Find the x-Coordinate of the minimum point of the function: f(x) = x^2 + 2x - 5
One of the easiest ways to find a minimum/ maximum point is using differentiation.
The derivative of the function f(x) is usually written as dy/dx or f'(x) and is essentially a function that tells us the gradient of f(x) at any point x.
One of the key characteristics of a minimum/ maximum of a function is the way the gradient behaves at & around it.

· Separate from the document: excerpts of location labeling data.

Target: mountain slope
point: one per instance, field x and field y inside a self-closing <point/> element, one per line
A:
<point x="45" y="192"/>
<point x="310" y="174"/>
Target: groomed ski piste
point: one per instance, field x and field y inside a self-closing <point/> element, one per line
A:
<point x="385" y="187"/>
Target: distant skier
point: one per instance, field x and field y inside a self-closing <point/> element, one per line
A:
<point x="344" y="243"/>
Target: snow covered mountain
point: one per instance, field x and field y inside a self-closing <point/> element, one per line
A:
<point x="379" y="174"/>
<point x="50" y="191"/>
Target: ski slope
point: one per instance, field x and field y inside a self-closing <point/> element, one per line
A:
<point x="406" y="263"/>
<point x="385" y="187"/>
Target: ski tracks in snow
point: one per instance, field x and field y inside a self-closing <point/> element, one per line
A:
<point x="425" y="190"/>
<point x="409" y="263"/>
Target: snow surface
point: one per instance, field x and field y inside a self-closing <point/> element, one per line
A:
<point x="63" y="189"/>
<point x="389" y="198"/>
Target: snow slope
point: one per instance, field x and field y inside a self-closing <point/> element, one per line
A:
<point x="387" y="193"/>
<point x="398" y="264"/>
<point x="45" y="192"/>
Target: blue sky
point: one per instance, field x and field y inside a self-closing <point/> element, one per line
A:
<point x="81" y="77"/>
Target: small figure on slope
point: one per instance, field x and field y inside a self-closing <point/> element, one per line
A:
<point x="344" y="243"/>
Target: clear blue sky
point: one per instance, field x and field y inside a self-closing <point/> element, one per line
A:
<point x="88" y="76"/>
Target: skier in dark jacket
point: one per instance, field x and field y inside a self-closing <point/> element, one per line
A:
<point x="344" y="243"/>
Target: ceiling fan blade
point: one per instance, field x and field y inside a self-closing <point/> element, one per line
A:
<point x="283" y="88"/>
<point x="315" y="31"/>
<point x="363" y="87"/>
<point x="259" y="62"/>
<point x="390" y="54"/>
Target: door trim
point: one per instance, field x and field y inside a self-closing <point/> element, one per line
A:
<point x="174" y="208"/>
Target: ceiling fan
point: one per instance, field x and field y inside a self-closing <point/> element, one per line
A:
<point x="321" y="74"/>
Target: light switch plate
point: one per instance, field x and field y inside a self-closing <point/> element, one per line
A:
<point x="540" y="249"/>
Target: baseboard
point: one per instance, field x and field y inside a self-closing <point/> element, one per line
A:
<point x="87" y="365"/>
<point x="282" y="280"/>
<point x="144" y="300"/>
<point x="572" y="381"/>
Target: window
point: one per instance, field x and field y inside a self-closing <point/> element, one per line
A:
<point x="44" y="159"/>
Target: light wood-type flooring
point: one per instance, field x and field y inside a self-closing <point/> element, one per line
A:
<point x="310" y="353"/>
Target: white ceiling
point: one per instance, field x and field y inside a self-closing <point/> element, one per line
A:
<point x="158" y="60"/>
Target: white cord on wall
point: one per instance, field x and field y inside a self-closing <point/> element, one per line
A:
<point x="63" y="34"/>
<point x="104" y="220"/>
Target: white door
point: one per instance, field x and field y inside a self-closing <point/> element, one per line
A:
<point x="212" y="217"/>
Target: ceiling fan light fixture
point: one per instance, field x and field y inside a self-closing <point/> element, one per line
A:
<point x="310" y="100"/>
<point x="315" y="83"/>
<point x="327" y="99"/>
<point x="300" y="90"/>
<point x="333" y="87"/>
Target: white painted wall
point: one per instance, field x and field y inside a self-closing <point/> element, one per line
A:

For a minimum point (say m), the function is decreasing before and increasing after m. i.e. it as a negative gradient (f'(x) < 0) to the left of m and a positive gradient (f'(x) > 0) to the right of m (This is reversed for a maximum). In order for the sign of the gradient to change, it has to pass through 0, and this is exactly where m is. i.e. f'(x) = 0.
So if differentiate f(x), we get f'(x) = 2x + 2 and we want to set f'(x) = 0 to find the x value of the minimum, m.
f'(x) = 0 = 2x +2 2x + 2 = 0 2x = -2 (subtract 2 on both sides) x = -1 (divide by 2 on both sides)
And so we have the x-coordinate of the minimum at x = -1; we can check that this is indeed a minimum by taking a point to the left of -1 e.g. -2 and a point to the right e.g. 0. by inputting these points into f'(x) and checking their signs we can confirm the behaviour of f(x) around x = -1.
f'(-2) = -2 < 0 and f'(0) = 2 > 0 - which confirms that the gradient is indeed negative before m and positive after and so m ( x= -1) is the minimum of f(x).